Si può instaurare un regime militare e farlo passare per un'"esigenza di ordine".
Si può mantenere un basso profilo di autoritarismo, e camuffarlo da "via di sviluppo democratico"
Si può estendere il proprio mandato a vita, diventando dittatori, e farlo passare per un bisogno politico.
Si può arrestare un qualsiasi membro della società civile che osi protestare, e trasformarlo in un criminale comune.
Si può anche condannare al carcere a vita un Premio Nobel per la Pace, motivando il tutto come una necessità interna.
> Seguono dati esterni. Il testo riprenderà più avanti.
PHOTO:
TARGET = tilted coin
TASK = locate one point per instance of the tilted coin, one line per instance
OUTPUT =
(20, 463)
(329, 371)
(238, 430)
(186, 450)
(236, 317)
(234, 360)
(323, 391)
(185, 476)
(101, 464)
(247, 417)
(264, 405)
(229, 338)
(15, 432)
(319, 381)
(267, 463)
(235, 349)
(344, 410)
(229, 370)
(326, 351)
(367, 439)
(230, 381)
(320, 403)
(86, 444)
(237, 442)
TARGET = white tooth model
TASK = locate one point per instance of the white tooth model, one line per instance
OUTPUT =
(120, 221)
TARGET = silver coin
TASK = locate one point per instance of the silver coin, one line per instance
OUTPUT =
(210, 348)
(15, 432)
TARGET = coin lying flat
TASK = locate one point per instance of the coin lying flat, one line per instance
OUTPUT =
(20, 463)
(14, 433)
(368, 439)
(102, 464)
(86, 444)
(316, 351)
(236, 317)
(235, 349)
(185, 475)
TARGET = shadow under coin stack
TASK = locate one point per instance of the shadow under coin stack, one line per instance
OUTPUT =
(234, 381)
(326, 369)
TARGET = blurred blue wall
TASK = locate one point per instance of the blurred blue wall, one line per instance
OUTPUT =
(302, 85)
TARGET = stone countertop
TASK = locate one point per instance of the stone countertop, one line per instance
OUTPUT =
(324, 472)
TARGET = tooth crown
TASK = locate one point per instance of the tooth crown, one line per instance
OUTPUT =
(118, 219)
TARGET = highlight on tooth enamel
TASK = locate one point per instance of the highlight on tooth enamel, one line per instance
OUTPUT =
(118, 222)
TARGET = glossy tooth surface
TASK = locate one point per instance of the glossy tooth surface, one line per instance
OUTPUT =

Ma se si dà l'ordine di sparare sulla folla ad altezza d'uomo, beh...
quello è destinato a rimanere per sempre un omicidio volontario.
Sotto gli occhi dei "paesi democratici" che, mentre la gente muore, tenta di attuare soluzioni (sono soluzioni, le sanzioni? E sono le stesse sanzioni di Teheran, o sono differenti?) tardive. Da Enduring Freedom a Enduring Lie.
P.S.: la prossima volta che incontro qualche sostenitore dell' "esportazione della democrazia", gli scoppio a ridere in faccia. E poi, come nel 2001 e nel 2004, gli sputo in faccia.